SOUNDTRACK: ROBERT CRAY BAND-Tiny Desk Concert #246 (October 22, 2012).
Robert Cray is a well-respected blues singer. He has a smooth voice and a good bluesy guitar sound.
However, I don’t really like the blues all that much, so this Concert was simply fine to me. Cray’s band includes bassist Richard Cousins, keyboardist Jim Pugh and drummer Tony Braunagel, “who performs here by tapping a wooden box” (it’s one of those cool box drums).
They play three songs, “Sadder Days,” a sad slow blues with some beautiful guitar soloing. “(Won’t Be) Coming Home” is a faster, darker song about her leaving him.
“I’m Done Cryin'” is nearly ten minutes long and it is a pretty classic blues song with lengthy solos and much bemoaning that he is still a man. It’s got some good soling and, I imagine if you like the blues, this is a killer track.
[READ: July 20, 2016] “Naima”
I really didn’t enjoy this short story very much. It took a really long time before it did anything. I realize part of that is the nature of the story–building up characters and setting up the basis for the relationship–but it felt like half the story was just extraneous.
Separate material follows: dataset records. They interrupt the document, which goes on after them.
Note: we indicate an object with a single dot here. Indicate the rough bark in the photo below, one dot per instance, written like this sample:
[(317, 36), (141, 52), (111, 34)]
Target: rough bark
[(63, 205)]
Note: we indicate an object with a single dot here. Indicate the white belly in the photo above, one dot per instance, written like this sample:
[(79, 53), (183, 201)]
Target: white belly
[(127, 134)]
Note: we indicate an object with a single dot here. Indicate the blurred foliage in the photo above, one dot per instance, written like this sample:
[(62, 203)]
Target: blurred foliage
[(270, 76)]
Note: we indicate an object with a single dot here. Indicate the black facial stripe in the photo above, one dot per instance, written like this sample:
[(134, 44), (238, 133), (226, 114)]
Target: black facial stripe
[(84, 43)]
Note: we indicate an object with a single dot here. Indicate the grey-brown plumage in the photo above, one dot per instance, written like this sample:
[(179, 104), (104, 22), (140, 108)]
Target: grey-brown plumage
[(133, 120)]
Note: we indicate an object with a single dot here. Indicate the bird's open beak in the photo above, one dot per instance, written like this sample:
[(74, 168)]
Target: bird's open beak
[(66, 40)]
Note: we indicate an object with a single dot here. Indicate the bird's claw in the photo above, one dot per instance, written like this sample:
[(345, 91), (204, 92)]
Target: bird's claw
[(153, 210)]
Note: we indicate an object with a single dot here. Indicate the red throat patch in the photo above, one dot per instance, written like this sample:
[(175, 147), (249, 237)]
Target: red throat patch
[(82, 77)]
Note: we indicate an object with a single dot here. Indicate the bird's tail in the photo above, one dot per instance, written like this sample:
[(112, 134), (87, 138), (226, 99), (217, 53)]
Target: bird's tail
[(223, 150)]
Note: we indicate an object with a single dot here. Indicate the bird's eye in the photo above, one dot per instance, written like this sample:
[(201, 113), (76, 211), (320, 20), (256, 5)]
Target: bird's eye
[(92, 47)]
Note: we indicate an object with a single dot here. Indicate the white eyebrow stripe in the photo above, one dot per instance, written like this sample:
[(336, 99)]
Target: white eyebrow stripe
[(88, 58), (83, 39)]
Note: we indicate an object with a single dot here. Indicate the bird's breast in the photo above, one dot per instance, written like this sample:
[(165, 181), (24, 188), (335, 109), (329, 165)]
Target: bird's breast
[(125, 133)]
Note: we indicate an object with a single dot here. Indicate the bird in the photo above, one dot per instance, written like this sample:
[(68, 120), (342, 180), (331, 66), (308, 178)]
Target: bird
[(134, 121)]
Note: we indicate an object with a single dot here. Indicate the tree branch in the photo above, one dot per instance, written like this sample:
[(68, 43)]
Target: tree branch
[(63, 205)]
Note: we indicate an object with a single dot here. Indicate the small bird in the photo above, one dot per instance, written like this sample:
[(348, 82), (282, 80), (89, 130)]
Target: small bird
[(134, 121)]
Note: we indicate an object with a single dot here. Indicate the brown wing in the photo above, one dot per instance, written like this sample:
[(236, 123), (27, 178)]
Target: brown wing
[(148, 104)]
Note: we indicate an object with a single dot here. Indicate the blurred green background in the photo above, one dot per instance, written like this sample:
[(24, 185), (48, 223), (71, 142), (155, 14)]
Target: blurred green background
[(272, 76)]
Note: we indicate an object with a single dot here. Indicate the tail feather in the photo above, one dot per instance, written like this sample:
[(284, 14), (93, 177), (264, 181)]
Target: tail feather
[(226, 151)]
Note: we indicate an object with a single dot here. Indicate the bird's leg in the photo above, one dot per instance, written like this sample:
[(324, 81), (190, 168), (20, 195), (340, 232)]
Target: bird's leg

The crux of the story is that a boy’s mother has died. (For the first half of the story I was sure the main character was a girl, so I was quite shocked to find out otherwise). The boy was very close with his mother. His father was a joyful person while she was alive but in the short period since her death, the father has become very distant.
The only person the boy is close to is Naima, the maid.
The family lives in Egypt, and I am certain that my lack of understanding of Egyptian culture leads me to like this story less than I might.
The boy’s father had a life back in Egypt. Indeed when fat books about the Suez Canal are published, the father’s name is inevitably in the index. He had been a close advisor to the king who was an aristocrat forced into exile by the revolution.
Much of the middle of the story involved the mother’s illness, death and funeral. After the funeral his family offers to take the boy back with them but he says he couldn’t do that to Naima. Then we learn a little about Naima’s family and how she was acquired.
And that’s kind of it. If I knew more about Egyptian politics and history it may have been more impactful, but for me it was a long story about a parent dying and how a boy (who I thought was a girl) dealt with it.